TAMPA, Florida—Fuel cells and microturbines were once hot ideas that the energy industry later cooled on. Today, energy storage is hot. But is it the real deal?
“Energy storage does have the potential to be a transformative technology,” said Bob Gibson, principal at Gibson Energy Insights and an NRECA consultant, who urged electric cooperatives to pay attention.

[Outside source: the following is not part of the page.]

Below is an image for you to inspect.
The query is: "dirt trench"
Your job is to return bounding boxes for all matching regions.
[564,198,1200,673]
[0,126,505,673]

“It’s still in its infancy in terms of being deployed for utility use,” Gibson told an April 4 session at the Directors Conference at the Tampa Marriott Waterside. “So today is the time to really get to understand it.”
Focusing on battery energy storage, Gibson said batteries have real potential to “deliver electricity back to the grid when it is needed, where it is needed, and do a lot of things that are good for the grid, particularly with the rise of renewable energy—solar and wind.”
In fact, Gibson cited the boom in solar as one of the biggest drivers behind the growth of energy storage. In 2011, less than 1 gigawatt of solar was connected to the U.S. grid; last year it was more than 14 GW, and as prices keep falling, growth will continue, Gibson said.
Battery energy storage, on the other hand, is still pricey—at least for now.
“There are virtually no solar installers today that are going to push their customers to put a battery system in because all that does is make the sale price higher, and the chances of losing that sale greater,” Gibson explained.
However, “as solar becomes more and more cost competitive that leaves room for batteries to be added.”
Just 221 megawatts of storage was deployed in the U.S. last year, but by 2022 that’s projected to jump to 2.6 GW.
All of which begs the question of whether solar plus storage equals defection from the grid. Gibson urged directors not to shrug it off.
“I think this is a question we have to look at seriously,” he said, adding that there’s a tremendous opportunity here.
“Co-ops have the chance to ‘own’ energy storage, and use the technology in the most cost-effective ways to deliver value to members,” Gibson said.